Der Minister des Inneren referierte seinen Vortrag vom 24. September 1858, KZ. 3983, MCZ. 3503, über die Herstellung einer Irrenanstalt in Ybbs und bekämpfte die Ansicht des Finanzministers, daß, weil das Ärar die Kosten der Wiener Irrenanstalt bestritten habe, nunmehr der Landesfonds allein die Kosten jener in Ybbs zu bestreiten habe. Der Finanzminister erkennt nämlich die Verpflichtung des Ärars, zu den Kosten solcher Anstalten mit zwei Drittel zu konkurrieren, an. Es habe nun aber zum Bau des Wiener Irrenhauses, welches 1,340.107 fr. kostete, 1,166.827 fr. ausgegeben, mithin zu den Kosten beider Irrenhäuser, welche sich nach Zurechnung der für Ybbs veranschlagten 300.000 fr. zusammen auf 1,640.107 fr. beziffern, durch obige 1,166.000 fr. bereits mehr als die entfallende Schuldigkeit von zwei Drittel abgestattet. Allein, zur Zeit, als das Wiener Irrenhaus gebaut wurde, hatte das Ärar die Verpflichtung, die ganzen Kosten des Baus – mit Zuhilfenahme der vorhandenen Mittel des Irrenfonds – zu bestreiten. Erst im Jahre 1852 wurde der Grundsatz Ah. genehmigt, daß für den Bau solcher Anstalten der Landesfonds mit einem Drittel der Kosten zu konkurrieren habe13. Es ist somit, wie auch der Handelsminister bemerkte, der Fall nicht vorhanden, bei der gegenwärtigen, nach dem neuen System auszumittelnden Leistung mit einer Liquidation einer früheren einzutreten, welche nach den damaligen Normen dem Ärar unbestreitbar oblag.

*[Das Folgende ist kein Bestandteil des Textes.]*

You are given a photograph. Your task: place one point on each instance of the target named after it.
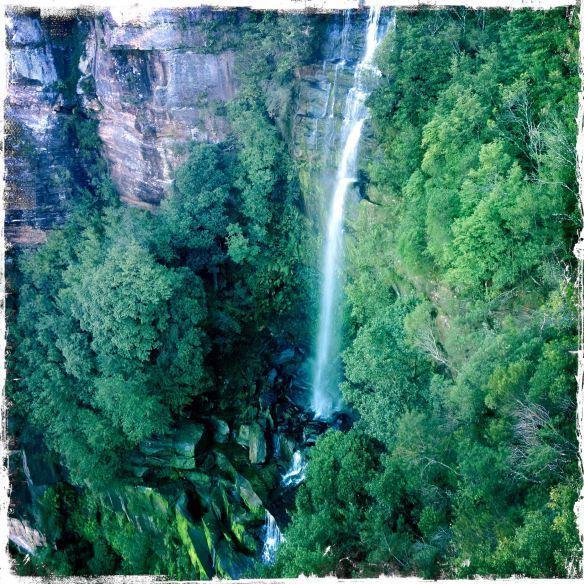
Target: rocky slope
(154, 86)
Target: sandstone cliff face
(156, 89)
(39, 160)
(153, 86)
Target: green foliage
(461, 310)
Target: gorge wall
(153, 86)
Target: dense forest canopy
(461, 314)
(133, 333)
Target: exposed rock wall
(153, 86)
(40, 162)
(156, 89)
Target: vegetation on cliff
(146, 348)
(141, 344)
(461, 314)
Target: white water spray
(272, 539)
(325, 391)
(296, 473)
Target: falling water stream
(325, 387)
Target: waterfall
(272, 539)
(325, 391)
(295, 474)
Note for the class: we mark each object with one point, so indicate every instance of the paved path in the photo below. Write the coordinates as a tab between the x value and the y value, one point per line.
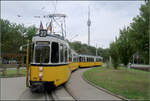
15	89
84	91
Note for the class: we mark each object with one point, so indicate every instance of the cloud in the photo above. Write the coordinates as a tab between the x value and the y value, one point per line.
107	16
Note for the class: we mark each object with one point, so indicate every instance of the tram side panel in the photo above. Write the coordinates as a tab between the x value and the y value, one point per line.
55	74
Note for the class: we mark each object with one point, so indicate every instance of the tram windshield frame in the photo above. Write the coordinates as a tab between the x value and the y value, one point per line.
42	54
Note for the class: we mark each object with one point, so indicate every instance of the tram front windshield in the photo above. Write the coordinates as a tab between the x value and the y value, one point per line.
42	54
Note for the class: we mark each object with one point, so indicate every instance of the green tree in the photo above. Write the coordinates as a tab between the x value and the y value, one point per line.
139	32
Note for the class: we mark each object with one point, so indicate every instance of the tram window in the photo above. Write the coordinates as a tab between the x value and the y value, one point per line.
80	59
55	52
70	56
65	54
42	54
61	53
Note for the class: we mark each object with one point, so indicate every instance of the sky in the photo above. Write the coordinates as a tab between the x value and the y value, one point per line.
107	17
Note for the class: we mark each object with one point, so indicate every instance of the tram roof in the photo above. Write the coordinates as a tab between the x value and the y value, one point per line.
85	55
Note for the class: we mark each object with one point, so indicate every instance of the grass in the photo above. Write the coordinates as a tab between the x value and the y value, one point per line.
13	73
130	83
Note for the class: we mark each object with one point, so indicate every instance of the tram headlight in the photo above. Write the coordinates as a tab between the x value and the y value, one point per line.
40	75
40	69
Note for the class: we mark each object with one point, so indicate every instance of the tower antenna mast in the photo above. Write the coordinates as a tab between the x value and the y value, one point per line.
89	24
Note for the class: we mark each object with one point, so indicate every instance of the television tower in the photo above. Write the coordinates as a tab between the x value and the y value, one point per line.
89	24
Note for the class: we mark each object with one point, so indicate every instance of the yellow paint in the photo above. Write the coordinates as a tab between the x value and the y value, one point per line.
58	74
89	64
73	65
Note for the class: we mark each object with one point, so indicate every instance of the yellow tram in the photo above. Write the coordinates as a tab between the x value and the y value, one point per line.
89	61
50	60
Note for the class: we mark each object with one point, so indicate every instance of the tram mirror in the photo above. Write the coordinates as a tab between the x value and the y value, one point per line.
43	33
20	48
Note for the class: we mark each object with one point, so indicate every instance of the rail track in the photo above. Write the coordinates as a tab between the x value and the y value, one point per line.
60	93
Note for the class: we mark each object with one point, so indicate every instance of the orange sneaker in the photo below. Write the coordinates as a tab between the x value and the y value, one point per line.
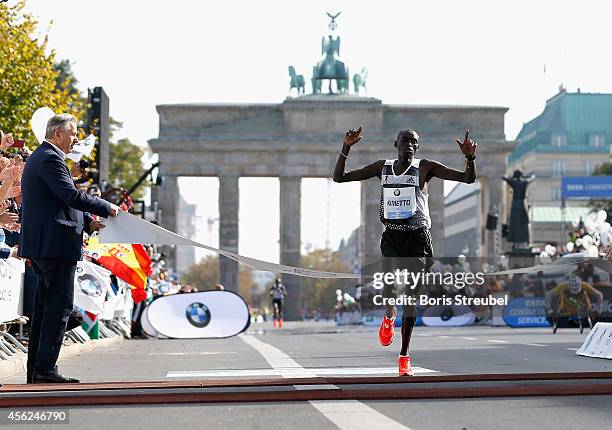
386	333
405	367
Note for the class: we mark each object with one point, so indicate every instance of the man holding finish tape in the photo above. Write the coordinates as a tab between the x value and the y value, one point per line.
405	213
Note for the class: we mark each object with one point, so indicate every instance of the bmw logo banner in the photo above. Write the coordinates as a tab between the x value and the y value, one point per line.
198	315
208	314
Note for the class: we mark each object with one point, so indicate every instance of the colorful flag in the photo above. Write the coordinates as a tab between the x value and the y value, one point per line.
128	262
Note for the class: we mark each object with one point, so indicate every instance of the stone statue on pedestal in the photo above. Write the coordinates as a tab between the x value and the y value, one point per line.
519	218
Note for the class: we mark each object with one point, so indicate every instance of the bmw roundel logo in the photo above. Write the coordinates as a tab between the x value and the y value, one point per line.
197	314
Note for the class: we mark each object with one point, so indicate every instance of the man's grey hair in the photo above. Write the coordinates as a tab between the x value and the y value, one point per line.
59	122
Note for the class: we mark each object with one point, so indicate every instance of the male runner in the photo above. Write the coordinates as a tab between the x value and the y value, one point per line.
278	293
571	294
405	213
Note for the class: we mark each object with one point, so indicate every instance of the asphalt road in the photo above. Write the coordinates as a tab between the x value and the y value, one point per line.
311	349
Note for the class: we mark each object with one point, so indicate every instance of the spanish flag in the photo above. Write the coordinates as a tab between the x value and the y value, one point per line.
128	262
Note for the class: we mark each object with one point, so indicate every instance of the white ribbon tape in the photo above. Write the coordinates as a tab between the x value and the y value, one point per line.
127	228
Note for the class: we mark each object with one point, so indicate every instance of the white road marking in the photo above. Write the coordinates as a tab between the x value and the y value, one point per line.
318	387
292	372
345	414
191	353
354	415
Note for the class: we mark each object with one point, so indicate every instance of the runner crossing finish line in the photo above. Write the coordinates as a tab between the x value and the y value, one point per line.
404	211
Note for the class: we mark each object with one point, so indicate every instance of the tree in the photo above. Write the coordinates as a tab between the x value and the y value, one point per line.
126	166
205	276
602	170
28	76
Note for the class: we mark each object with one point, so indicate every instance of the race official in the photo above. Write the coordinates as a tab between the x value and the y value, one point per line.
54	216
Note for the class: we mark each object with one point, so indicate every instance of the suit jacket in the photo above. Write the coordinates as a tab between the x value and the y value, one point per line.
52	219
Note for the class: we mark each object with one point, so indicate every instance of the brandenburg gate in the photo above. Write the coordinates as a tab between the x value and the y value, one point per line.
300	138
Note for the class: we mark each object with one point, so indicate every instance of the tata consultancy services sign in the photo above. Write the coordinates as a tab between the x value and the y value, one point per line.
586	187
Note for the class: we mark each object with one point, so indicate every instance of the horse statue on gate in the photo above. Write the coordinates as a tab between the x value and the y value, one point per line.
330	67
296	81
359	80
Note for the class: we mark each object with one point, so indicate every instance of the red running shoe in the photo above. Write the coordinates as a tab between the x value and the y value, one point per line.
405	367
386	333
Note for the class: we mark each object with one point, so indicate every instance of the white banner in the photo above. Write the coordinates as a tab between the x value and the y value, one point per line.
598	343
208	314
127	228
91	282
11	285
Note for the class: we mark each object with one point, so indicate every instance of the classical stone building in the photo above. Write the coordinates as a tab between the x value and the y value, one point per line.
301	137
571	137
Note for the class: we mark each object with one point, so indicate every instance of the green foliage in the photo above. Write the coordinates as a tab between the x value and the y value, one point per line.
126	166
29	78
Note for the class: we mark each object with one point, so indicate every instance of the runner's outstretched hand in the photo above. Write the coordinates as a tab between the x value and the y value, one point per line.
352	136
468	146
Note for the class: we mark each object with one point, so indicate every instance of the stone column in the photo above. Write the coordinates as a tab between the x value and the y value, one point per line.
436	213
371	227
229	198
290	240
167	197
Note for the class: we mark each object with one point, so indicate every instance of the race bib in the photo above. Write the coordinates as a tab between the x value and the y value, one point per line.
400	203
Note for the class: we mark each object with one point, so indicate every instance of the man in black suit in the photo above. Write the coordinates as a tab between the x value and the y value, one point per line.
54	216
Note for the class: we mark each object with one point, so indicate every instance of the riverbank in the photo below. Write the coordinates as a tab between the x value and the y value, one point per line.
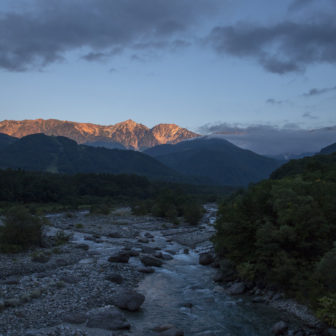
64	289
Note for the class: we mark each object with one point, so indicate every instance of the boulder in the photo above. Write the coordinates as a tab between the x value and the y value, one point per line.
148	250
128	299
163	327
151	261
279	328
74	318
172	332
166	256
146	270
83	246
114	277
108	319
237	289
206	259
331	332
114	235
121	257
70	278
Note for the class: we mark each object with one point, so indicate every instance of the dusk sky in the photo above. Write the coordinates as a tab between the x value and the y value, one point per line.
190	62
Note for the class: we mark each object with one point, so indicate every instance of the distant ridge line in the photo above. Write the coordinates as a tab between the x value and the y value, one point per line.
128	134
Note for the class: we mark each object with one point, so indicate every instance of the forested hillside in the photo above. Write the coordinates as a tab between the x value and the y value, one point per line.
282	231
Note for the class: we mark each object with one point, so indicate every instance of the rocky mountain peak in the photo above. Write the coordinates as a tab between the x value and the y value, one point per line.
129	134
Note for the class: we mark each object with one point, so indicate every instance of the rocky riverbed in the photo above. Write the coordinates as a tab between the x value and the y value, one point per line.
126	275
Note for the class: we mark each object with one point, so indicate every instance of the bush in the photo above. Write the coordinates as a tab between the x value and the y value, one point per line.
21	229
192	213
327	310
100	209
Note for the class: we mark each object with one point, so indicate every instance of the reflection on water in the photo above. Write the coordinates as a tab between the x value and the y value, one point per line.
183	283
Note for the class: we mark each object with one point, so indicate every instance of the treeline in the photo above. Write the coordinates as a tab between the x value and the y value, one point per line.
282	232
40	190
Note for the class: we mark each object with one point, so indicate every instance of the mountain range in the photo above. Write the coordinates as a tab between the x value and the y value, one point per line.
39	152
123	135
216	159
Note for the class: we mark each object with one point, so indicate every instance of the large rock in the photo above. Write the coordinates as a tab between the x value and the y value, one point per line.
74	318
237	289
128	299
121	257
114	277
172	332
151	261
206	259
279	328
108	319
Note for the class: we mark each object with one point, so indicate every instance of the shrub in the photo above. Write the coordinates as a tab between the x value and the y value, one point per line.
21	229
192	213
100	209
327	310
61	238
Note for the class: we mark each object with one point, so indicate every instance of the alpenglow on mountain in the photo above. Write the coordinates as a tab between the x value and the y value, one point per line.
127	134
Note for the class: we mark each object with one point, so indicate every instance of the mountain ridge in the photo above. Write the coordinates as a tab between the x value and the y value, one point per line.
129	134
56	154
215	158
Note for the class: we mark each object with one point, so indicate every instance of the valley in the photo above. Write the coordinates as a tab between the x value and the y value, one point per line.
65	288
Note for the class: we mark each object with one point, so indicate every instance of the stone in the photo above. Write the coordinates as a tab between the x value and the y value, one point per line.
13	302
206	259
237	289
70	279
146	270
148	250
279	328
61	262
108	319
83	246
151	261
258	299
166	256
172	332
40	258
74	318
114	277
218	277
121	257
12	280
164	327
331	332
35	293
128	299
114	235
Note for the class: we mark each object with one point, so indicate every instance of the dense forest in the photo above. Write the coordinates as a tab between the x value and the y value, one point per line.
282	231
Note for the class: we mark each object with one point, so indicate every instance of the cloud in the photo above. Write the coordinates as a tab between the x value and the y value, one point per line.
272	101
272	140
42	32
316	92
279	48
308	115
299	4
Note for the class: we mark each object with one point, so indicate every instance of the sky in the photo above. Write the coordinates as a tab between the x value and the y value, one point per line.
207	65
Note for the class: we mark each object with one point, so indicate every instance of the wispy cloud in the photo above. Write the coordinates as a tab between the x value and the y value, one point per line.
316	92
272	140
47	31
279	48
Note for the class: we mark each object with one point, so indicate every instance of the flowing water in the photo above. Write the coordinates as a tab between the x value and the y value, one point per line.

Nach der Ansicht des Kultusministers erscheint bei der im administrativen Wege nachgewiesenen Notwendigkeit des Baues der prinzipielle Streit umso überflüssiger, als die vom Minister des Inneren vorgeschlagene Modalität der Aufbringung der diesfälligen Kosten durch Vorschüsse aus dem Landesfonds für das Ärar die mindeste Belästigung darbietet.

Es haben sich demnach alle übrigen Stimmen mit dem Antrage des Ministers des Inneren vereiniget14.

VIII. Beitrag für die Kirche in Covolo

Die Bestimmung der Ziffer des Ärarialbeitrags zum Bau der Kirche in Covolo, welche zeuge des Vortrags vom 29. September 1858, KZ. 4094, MCZ. 3605, vom || S. 128 PDF || Finanzminister mit 1000 fr. beantragt, vom Kultusminister aber mit 2000 fr. erbeten wird, beruht nach der Ansicht der Konferenz lediglich auf der Ah. Gnade Sr. Majestät15.

Ah. E. Ich nehme den Inhalt dieses Protokolls zur Kenntnis. Franz Joseph. Ischl, den 30. Oktober 1858.